Internal Management System

As a global company with a diverse portfolio of products and services, we use a comprehensive framework of indicators to manage performance. The most important KPI (key performance indicator) to measure performance is EBITDA pre exceptionals.

The Value Creation and Financial KPI Pyramid, which summarizes the important financial performance measures of the Merck Group, reflects the comprehensive framework of financial KPIs to steer the businesses and prioritize the allocation of cash resources. It consists of three managerial dimensions, which require the use of different indicators: Merck Group, Business and Projects.
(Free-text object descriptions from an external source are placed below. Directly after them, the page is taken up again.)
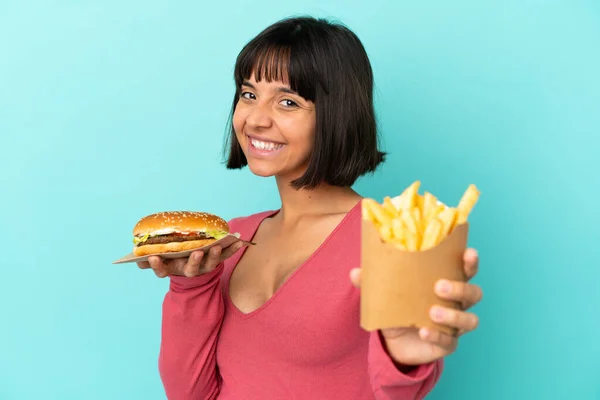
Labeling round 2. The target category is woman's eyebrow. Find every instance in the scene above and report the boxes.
[241,80,298,95]
[276,87,297,95]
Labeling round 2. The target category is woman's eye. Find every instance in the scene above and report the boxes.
[280,99,298,107]
[241,91,255,100]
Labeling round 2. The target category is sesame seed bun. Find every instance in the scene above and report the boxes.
[133,211,229,236]
[132,211,229,256]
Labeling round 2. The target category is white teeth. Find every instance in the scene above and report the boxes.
[251,138,283,151]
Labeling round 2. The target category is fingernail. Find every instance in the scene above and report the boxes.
[212,247,221,255]
[430,306,445,321]
[436,280,451,294]
[193,253,202,261]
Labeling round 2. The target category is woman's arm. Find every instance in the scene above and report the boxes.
[158,264,225,400]
[368,331,443,400]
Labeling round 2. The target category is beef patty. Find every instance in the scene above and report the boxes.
[137,233,209,246]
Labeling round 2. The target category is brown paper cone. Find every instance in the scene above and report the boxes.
[360,219,468,336]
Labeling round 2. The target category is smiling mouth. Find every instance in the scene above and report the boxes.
[248,136,285,151]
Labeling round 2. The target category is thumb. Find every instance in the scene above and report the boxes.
[349,268,361,288]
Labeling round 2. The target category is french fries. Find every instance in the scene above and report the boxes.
[362,181,480,251]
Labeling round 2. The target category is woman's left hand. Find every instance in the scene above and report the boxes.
[350,248,483,367]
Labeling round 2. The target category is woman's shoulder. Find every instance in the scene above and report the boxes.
[226,209,278,237]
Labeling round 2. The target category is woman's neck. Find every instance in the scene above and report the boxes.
[274,175,362,225]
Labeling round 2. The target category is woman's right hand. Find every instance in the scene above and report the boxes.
[136,241,246,278]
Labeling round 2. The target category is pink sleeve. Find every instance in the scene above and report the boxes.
[368,331,443,400]
[158,263,225,400]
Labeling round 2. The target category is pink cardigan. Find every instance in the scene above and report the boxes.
[158,203,442,399]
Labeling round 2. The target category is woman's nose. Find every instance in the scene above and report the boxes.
[245,103,273,129]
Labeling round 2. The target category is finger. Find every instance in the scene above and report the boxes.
[148,256,165,270]
[435,280,483,309]
[430,306,479,332]
[203,246,222,272]
[419,328,457,353]
[221,240,245,259]
[463,248,479,280]
[136,261,151,270]
[148,256,168,278]
[183,251,204,277]
[349,268,361,288]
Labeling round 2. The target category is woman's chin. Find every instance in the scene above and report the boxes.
[246,163,278,178]
[245,158,308,182]
[246,164,304,182]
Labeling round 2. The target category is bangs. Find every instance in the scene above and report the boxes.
[234,39,324,102]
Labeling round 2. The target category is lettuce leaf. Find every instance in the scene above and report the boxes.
[133,233,150,245]
[206,229,228,240]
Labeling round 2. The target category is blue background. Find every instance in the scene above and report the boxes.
[1,1,599,399]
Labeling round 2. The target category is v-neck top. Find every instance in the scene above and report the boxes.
[158,204,442,400]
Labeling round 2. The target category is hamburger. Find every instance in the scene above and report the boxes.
[132,211,230,256]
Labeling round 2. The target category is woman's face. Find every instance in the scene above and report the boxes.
[232,73,316,181]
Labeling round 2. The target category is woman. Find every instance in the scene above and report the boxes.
[138,16,483,400]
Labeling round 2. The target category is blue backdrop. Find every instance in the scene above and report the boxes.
[1,1,598,399]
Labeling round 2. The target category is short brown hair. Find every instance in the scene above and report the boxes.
[224,16,386,189]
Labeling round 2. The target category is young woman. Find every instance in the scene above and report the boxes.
[137,16,483,400]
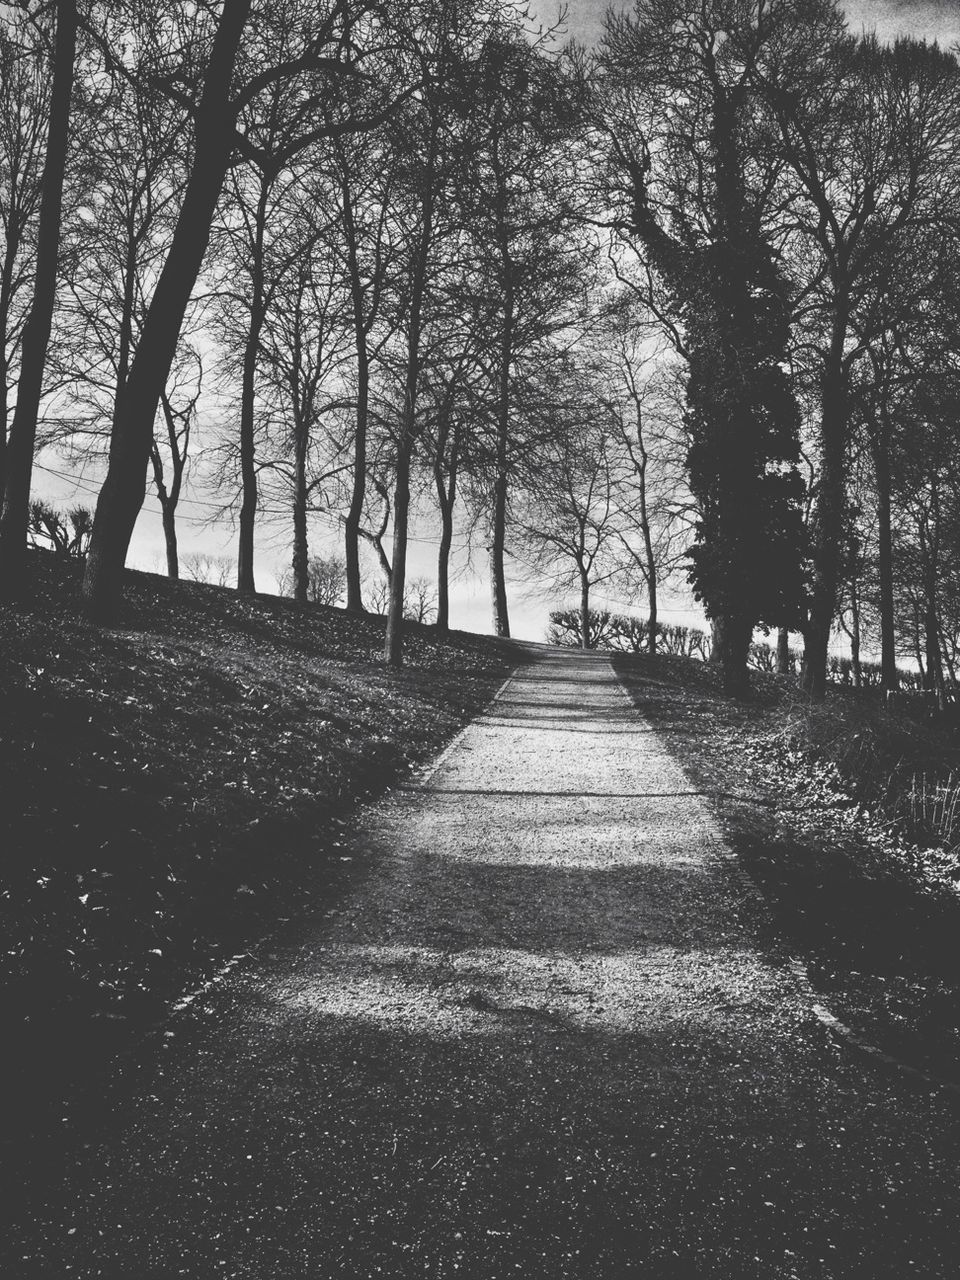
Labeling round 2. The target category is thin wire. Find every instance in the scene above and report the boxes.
[33,461,478,550]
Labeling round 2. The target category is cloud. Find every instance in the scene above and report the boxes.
[843,0,960,45]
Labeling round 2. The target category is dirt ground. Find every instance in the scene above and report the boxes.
[7,647,960,1279]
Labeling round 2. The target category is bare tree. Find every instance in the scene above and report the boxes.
[403,574,437,623]
[79,0,411,622]
[0,0,77,596]
[756,28,960,694]
[149,346,203,578]
[0,14,49,498]
[182,550,234,586]
[466,24,590,638]
[257,204,354,605]
[519,414,622,650]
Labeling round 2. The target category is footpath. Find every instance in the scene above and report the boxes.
[9,647,960,1278]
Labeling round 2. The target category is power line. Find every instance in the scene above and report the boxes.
[33,461,479,551]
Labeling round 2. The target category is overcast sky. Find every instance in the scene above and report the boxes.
[537,0,960,47]
[37,0,960,641]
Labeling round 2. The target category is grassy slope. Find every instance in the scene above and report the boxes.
[613,651,960,1083]
[1,552,521,1112]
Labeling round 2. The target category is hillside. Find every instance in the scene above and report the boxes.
[0,552,521,1119]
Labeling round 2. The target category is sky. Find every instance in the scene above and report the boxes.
[535,0,960,47]
[34,0,960,643]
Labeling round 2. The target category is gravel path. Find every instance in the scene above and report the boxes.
[11,647,960,1278]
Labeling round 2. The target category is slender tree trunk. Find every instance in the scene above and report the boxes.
[490,158,513,639]
[490,318,510,637]
[236,175,271,595]
[344,339,369,611]
[384,255,428,665]
[912,599,925,684]
[580,572,591,651]
[640,520,657,656]
[802,317,848,697]
[776,627,790,675]
[384,88,438,668]
[434,417,458,633]
[161,504,179,578]
[924,603,944,706]
[1,226,26,499]
[384,440,412,666]
[875,447,898,692]
[920,511,945,710]
[110,236,138,431]
[0,345,7,502]
[864,419,899,692]
[938,617,958,693]
[151,398,186,580]
[341,168,369,613]
[82,0,251,622]
[490,466,509,637]
[849,585,862,689]
[436,514,451,630]
[291,407,309,604]
[0,0,77,597]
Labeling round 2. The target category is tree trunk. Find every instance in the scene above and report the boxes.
[490,157,513,639]
[0,230,20,500]
[580,573,591,650]
[434,413,458,634]
[436,515,451,631]
[849,582,862,689]
[292,421,308,606]
[921,516,945,710]
[82,0,251,622]
[924,602,945,707]
[490,468,510,638]
[641,523,657,656]
[711,613,753,698]
[864,422,898,692]
[151,398,186,581]
[344,339,369,612]
[801,319,848,697]
[0,0,77,598]
[236,174,271,595]
[776,626,790,675]
[912,599,925,684]
[341,167,368,614]
[162,504,179,578]
[382,87,438,668]
[384,441,411,667]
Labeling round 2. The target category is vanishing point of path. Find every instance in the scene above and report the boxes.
[10,647,960,1278]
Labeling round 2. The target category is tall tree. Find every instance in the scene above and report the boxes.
[0,14,49,499]
[0,0,77,597]
[597,0,808,693]
[756,29,960,693]
[466,25,587,638]
[79,0,407,622]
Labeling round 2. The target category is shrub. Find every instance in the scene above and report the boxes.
[546,607,710,659]
[28,501,92,561]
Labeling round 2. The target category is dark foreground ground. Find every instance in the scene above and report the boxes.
[0,553,519,1149]
[5,647,960,1280]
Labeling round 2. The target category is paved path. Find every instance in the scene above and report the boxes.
[12,648,960,1277]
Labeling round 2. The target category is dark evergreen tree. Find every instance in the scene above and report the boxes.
[684,239,806,694]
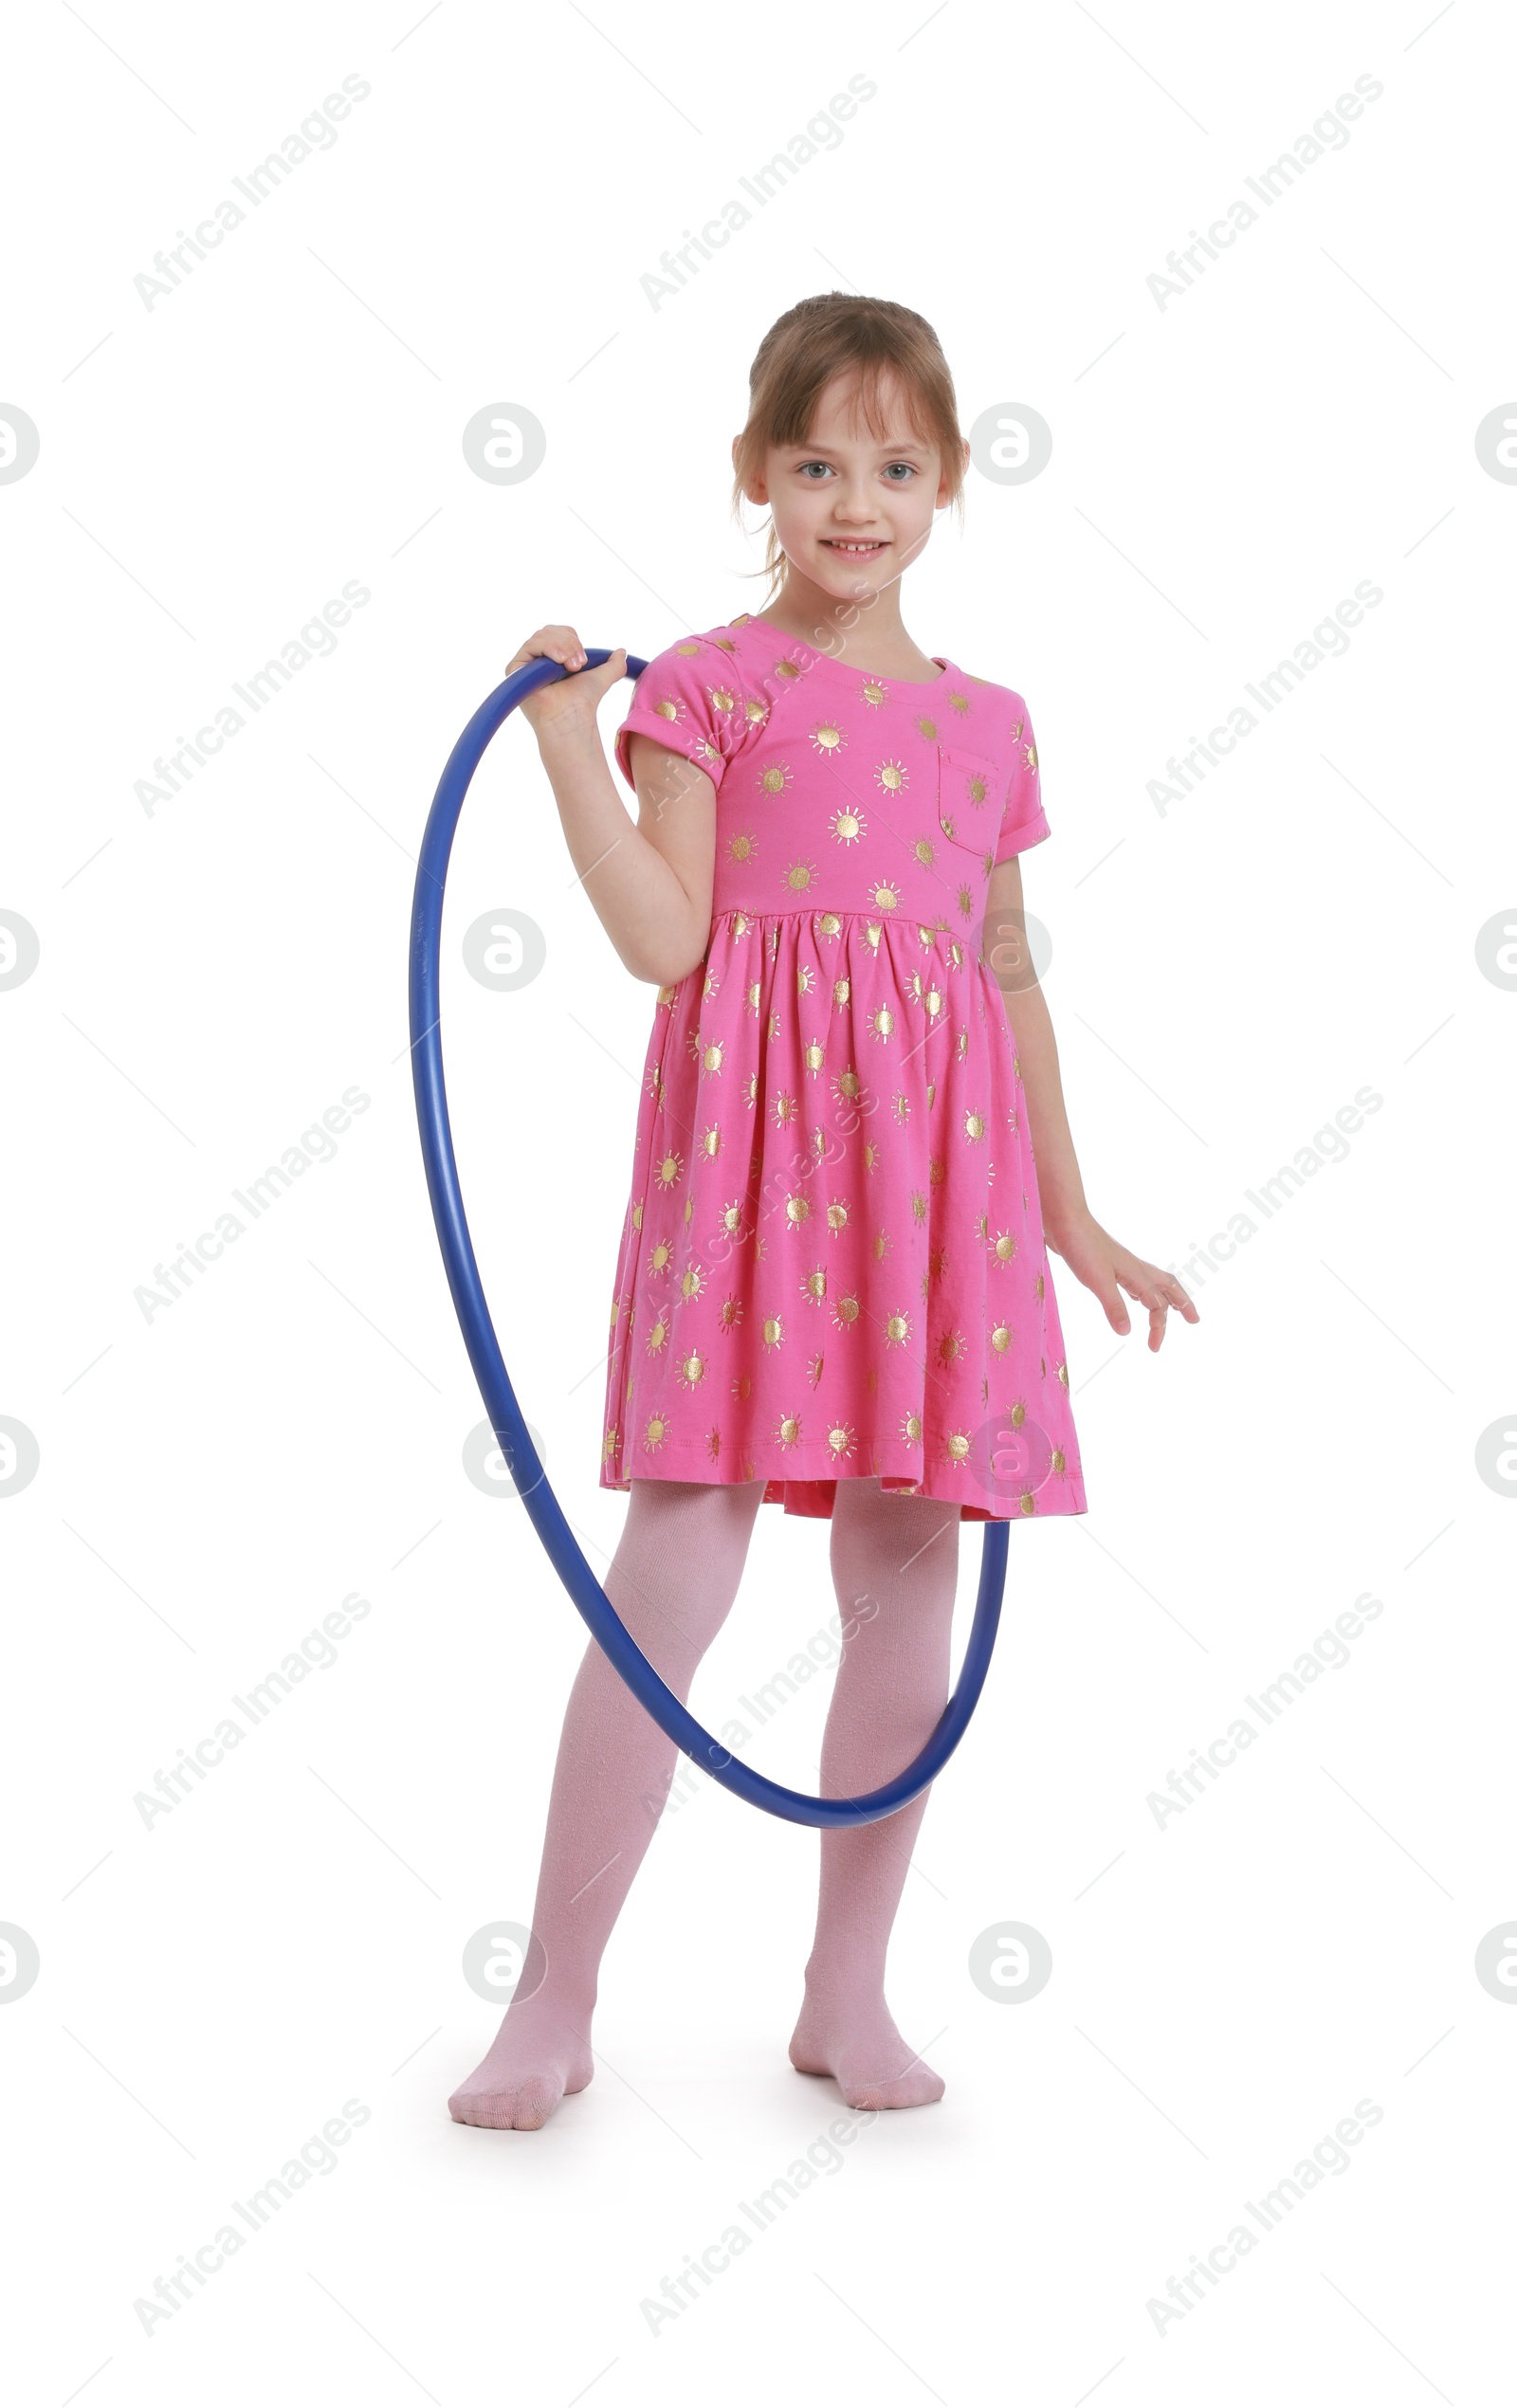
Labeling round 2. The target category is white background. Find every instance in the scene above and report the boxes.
[4,1,1513,2400]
EBITDA pre = Earnings before interest, income tax, depreciation and amortization pre exceptionals
EPS = Earnings per share
MEVA = Merck value added
BFCF = Business free cash flow
ROCE = Return on captial emplyed
NPV = NEt present value
IRR = Internal rate of return
eNPV = expected Net present value
PoS = Probability of success
M&A = Mergers and acquisitions

Key performance indicators of the Group and its businesses

The three key performance indicators net sales, EBITDA pre exceptionals1, and business free cash flow1 are the most important factors for assessing operational performance. Therefore, we refer to these KPIs in the Report on Economic Position, the Report on Risks and Opportunities, and in the Report on Expected Developments. As the most important indicators of financial business performance, the KPIs are key elements of our performance management system.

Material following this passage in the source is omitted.